There are 365 days in a year and 24 hours in a day. This makes for 8,760 hours in a year. Multiply that into minutes and it brings us to 525,600 minutes. And each one of those minutes brings us different weather.
No day is identical to another when it comes to the forecast or observed conditions. Yes, they can be similar, but it’s very difficult for it to be identical.
Why? Because there are many factors that go into a day’s weather. For examples, temperature, dew point, wind, cloud cover, sunshine, cloudy, humidity, rain, was it sunny to start the day, was it cloudy, was it a warm night, was it a clear night… the list goes on and on.
And each one of these factors change every day, if not every hour or minute.
So why does weather change?
First, the weather is the state or condition of the atmosphere at any given time.
There are different air masses spread out throughout the world and when these air masses move, they mix. And this creates the changes.
If a high and low pressure move and mix then the wind speeds change and so could the wind directions.
If a low pressure system is moving towards a high pressure, you can generally expect cloudier conditions. This may also bring in cooler air and precipitation.
If it were the exact opposite, a high pressure moving towards a low pressure, then you can generally expect clearing skies, warming temperatures, and lighter winds.
This is a general rule of thumb, just because it doesn’t always work this way. Sometimes the changes aren’t drastic at all and it just depends on the strength of the systems or the changing air masses. If they were both strong, you’ll see a noticeable difference/change in weather conditions. If both air masses are weak then it could be a slight difference over a long period of time.

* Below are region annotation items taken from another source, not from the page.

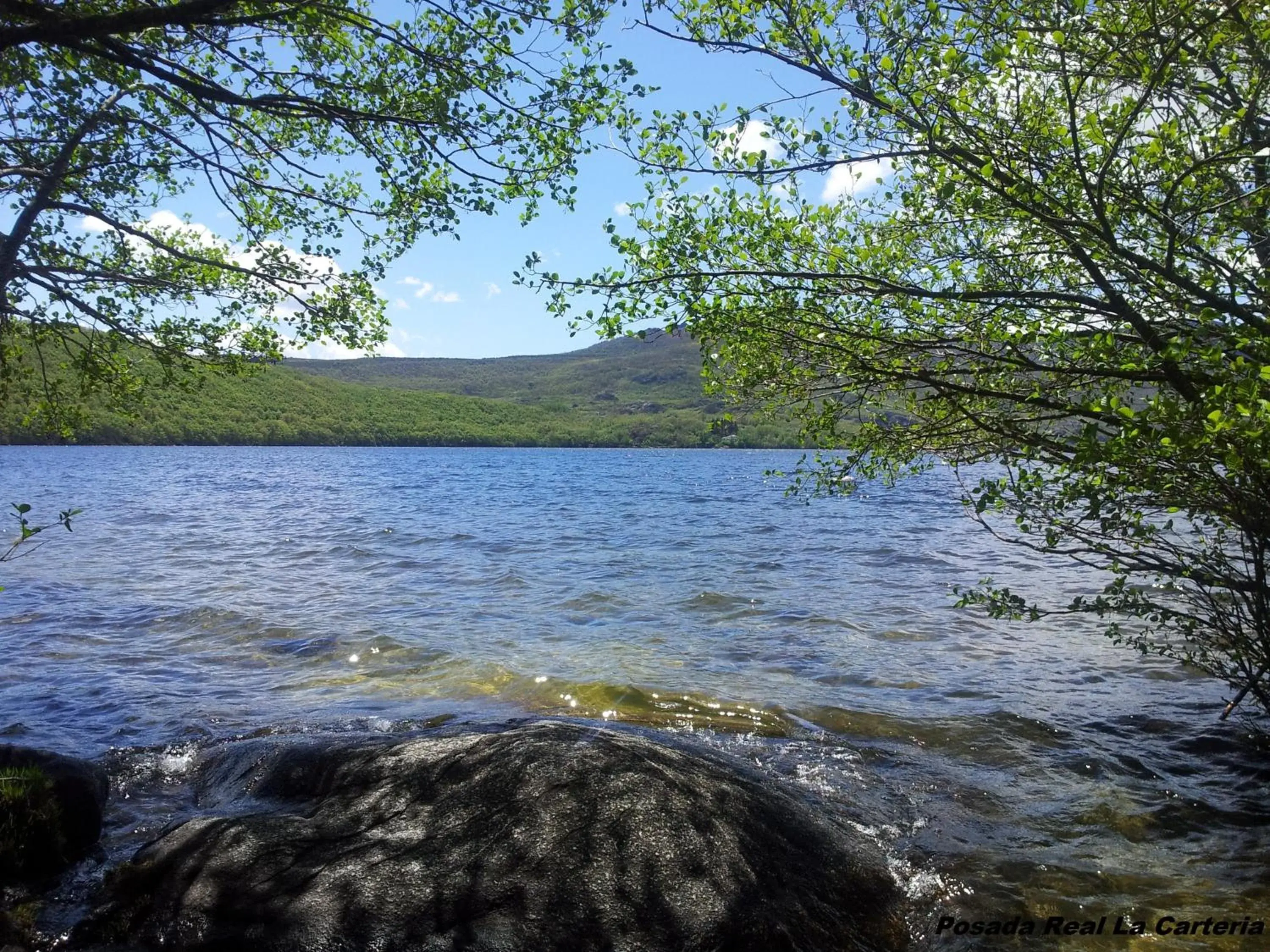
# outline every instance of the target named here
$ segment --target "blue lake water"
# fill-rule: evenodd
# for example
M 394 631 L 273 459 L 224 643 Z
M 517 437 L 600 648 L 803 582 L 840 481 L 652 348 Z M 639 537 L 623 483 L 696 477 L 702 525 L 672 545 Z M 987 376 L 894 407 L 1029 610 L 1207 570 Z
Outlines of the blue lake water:
M 798 458 L 3 447 L 0 503 L 84 513 L 0 566 L 0 730 L 105 757 L 135 836 L 192 749 L 251 731 L 691 730 L 841 802 L 918 910 L 1270 918 L 1270 760 L 1224 685 L 954 608 L 984 575 L 1100 580 L 993 542 L 949 470 L 805 504 L 765 477 Z

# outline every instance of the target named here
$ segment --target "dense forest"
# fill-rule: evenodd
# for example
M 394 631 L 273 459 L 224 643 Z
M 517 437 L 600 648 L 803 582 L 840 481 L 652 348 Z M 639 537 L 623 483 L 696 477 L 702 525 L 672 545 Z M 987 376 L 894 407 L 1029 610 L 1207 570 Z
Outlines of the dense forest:
M 79 443 L 789 447 L 798 428 L 702 393 L 687 339 L 615 340 L 486 360 L 286 360 L 245 377 L 156 388 L 128 413 L 90 404 Z M 0 442 L 50 437 L 6 406 Z

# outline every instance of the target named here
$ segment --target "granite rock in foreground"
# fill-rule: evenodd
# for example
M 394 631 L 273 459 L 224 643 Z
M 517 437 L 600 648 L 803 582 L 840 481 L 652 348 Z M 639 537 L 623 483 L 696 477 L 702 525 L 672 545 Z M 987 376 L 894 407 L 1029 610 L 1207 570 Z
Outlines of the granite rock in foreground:
M 254 740 L 108 882 L 80 948 L 898 949 L 899 890 L 823 806 L 720 755 L 537 722 Z
M 0 744 L 0 886 L 46 880 L 102 835 L 109 792 L 88 760 Z

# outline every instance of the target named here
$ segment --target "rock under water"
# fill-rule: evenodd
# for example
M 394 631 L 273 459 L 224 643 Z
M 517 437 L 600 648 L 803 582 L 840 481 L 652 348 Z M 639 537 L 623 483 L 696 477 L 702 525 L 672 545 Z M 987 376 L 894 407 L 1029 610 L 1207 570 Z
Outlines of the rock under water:
M 850 826 L 719 754 L 542 721 L 237 741 L 110 876 L 77 948 L 898 949 Z

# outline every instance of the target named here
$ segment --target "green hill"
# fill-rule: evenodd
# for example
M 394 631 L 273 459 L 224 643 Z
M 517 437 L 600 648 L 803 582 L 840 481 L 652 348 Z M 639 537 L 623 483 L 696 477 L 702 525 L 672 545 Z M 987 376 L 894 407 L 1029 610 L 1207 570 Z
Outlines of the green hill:
M 290 359 L 286 366 L 349 383 L 514 400 L 559 410 L 724 411 L 720 401 L 702 392 L 700 348 L 678 334 L 617 338 L 583 350 L 540 357 Z
M 80 443 L 340 446 L 795 446 L 789 423 L 711 423 L 692 341 L 615 340 L 488 360 L 286 360 L 246 377 L 156 390 L 133 415 L 90 406 Z M 51 442 L 0 409 L 0 442 Z

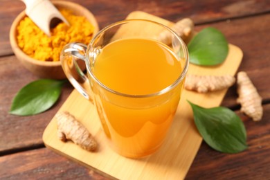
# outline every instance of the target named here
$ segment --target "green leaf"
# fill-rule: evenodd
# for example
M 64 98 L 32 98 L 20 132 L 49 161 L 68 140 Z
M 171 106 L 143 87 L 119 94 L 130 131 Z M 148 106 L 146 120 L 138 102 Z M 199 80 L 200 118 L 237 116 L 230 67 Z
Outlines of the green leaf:
M 217 29 L 201 30 L 188 44 L 190 62 L 197 65 L 213 66 L 222 63 L 228 52 L 228 42 Z
M 226 107 L 205 109 L 188 102 L 197 128 L 212 148 L 226 153 L 237 153 L 247 148 L 246 129 L 235 113 Z
M 58 99 L 64 82 L 43 79 L 29 83 L 15 96 L 9 113 L 28 116 L 47 110 Z

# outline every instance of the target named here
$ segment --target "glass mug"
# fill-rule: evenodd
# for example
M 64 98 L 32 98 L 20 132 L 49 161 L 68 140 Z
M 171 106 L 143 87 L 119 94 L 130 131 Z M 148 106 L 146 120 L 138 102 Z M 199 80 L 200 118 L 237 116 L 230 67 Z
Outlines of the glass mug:
M 167 31 L 170 44 L 154 32 Z M 87 76 L 75 62 L 85 61 Z M 183 41 L 161 24 L 125 20 L 101 30 L 88 46 L 65 46 L 60 60 L 73 87 L 96 107 L 111 147 L 129 158 L 156 151 L 177 111 L 188 66 Z

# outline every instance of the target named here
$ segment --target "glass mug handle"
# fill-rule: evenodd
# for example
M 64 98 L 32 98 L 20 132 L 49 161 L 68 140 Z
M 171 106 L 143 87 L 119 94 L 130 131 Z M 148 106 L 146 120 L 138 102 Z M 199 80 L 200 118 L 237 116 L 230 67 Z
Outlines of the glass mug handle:
M 88 78 L 79 66 L 79 64 L 81 66 L 85 66 L 84 55 L 87 48 L 87 46 L 82 43 L 72 42 L 68 44 L 61 52 L 60 61 L 63 71 L 69 82 L 80 94 L 93 102 L 90 95 L 91 91 Z M 83 62 L 78 61 L 77 63 L 76 60 L 78 59 Z

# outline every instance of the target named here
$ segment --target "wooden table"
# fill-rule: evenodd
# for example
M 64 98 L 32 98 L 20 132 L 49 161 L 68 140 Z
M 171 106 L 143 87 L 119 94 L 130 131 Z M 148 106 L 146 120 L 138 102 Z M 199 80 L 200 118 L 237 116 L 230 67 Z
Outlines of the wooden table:
M 73 1 L 90 10 L 100 28 L 142 10 L 172 21 L 191 18 L 196 30 L 213 26 L 231 44 L 240 47 L 244 59 L 239 71 L 246 71 L 263 98 L 264 116 L 253 122 L 240 113 L 236 87 L 229 89 L 223 106 L 234 110 L 247 130 L 247 150 L 226 154 L 202 143 L 187 179 L 270 179 L 270 1 Z M 107 177 L 46 149 L 43 132 L 66 100 L 71 85 L 48 111 L 33 116 L 8 114 L 12 100 L 26 84 L 37 80 L 14 55 L 8 34 L 15 17 L 25 6 L 21 1 L 1 1 L 0 6 L 0 179 L 107 179 Z

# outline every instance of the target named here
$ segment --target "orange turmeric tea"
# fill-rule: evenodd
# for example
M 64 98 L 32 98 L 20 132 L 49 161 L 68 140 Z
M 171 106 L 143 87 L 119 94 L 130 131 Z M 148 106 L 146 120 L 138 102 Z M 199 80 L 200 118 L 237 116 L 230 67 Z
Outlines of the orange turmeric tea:
M 170 129 L 182 89 L 183 81 L 158 93 L 181 73 L 175 55 L 154 40 L 123 39 L 102 48 L 91 71 L 106 87 L 94 84 L 92 90 L 103 129 L 115 150 L 131 158 L 156 151 Z M 153 93 L 158 94 L 147 96 Z

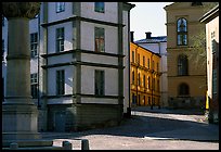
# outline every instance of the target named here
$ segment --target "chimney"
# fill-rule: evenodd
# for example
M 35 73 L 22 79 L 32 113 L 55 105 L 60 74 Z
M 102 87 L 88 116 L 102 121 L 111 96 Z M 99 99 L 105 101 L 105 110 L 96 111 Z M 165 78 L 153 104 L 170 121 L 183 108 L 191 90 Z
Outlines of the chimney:
M 130 41 L 133 42 L 133 33 L 134 31 L 130 31 Z
M 152 33 L 148 31 L 148 33 L 145 33 L 146 34 L 146 39 L 151 39 L 152 38 Z

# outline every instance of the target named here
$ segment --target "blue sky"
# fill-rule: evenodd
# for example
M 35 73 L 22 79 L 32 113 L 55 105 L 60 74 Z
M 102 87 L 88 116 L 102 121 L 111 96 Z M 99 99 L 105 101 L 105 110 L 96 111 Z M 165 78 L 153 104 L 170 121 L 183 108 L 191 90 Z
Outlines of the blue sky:
M 166 11 L 164 7 L 172 2 L 129 2 L 135 4 L 130 11 L 130 30 L 134 31 L 134 40 L 152 36 L 166 36 Z

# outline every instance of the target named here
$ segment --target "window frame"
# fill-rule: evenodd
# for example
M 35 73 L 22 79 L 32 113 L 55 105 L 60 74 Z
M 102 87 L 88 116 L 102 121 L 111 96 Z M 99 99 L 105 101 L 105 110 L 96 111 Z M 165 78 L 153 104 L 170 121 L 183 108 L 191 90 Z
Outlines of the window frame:
M 30 58 L 38 56 L 38 33 L 30 34 Z
M 185 29 L 181 30 L 179 27 L 179 22 L 185 21 Z M 185 17 L 180 17 L 177 21 L 177 46 L 187 46 L 187 20 Z
M 56 35 L 56 53 L 64 51 L 65 28 L 58 27 L 55 31 Z
M 188 75 L 188 59 L 185 54 L 178 55 L 178 76 Z
M 105 52 L 105 28 L 94 27 L 94 52 Z
M 56 96 L 65 94 L 65 71 L 56 71 Z
M 188 97 L 190 96 L 190 86 L 186 83 L 181 83 L 178 86 L 178 96 L 179 97 Z
M 105 96 L 105 72 L 101 69 L 94 71 L 94 94 Z
M 38 98 L 38 73 L 30 74 L 30 91 L 32 99 Z
M 65 2 L 55 2 L 56 13 L 65 11 Z
M 104 2 L 94 2 L 94 12 L 104 13 L 105 12 L 105 3 Z

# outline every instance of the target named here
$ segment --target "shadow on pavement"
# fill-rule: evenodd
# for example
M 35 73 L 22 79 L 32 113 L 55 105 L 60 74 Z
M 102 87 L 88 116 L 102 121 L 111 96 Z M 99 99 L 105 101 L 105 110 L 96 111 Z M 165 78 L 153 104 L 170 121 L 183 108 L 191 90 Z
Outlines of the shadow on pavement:
M 160 110 L 158 110 L 160 111 Z M 151 113 L 155 111 L 136 111 Z M 173 139 L 173 140 L 194 140 L 194 141 L 219 141 L 219 126 L 206 123 L 173 119 L 164 117 L 164 114 L 173 111 L 161 110 L 162 117 L 132 115 L 131 118 L 123 118 L 121 124 L 116 127 L 98 128 L 86 131 L 57 134 L 51 138 L 87 138 L 92 135 L 125 136 L 147 139 Z M 179 114 L 179 113 L 176 113 Z M 184 113 L 182 112 L 182 115 Z M 55 132 L 56 134 L 56 132 Z M 50 138 L 50 136 L 48 136 Z
M 131 107 L 131 110 L 138 112 L 162 113 L 162 114 L 183 114 L 183 115 L 205 114 L 205 110 L 203 109 L 158 109 L 158 106 L 154 106 L 153 110 L 151 110 L 150 106 L 136 106 Z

Of course, each circumstance is different.
Different moving air masses are the main reason why weather changes, but there are also others factors. Astronomical factors.
It can also depend on the length of daylight and season.
If you’re in the winter months, in the northern hemisphere, then you can expect shorter and colder days. This will not allow for the atmosphere to warm up as fast. Now, change over to the summer months. The days are a lot longer and this provides more time for day time heating and this can warm up the atmosphere and thunderstorms can develop.
These are just a few examples as to how everything weatherwise can change at any moment. It can be by season, month, day, hour, and minute. After all, with how tornadoes form, like we learned in a recent blog post, you need a change in air masses and a tornado can develop almost instantly.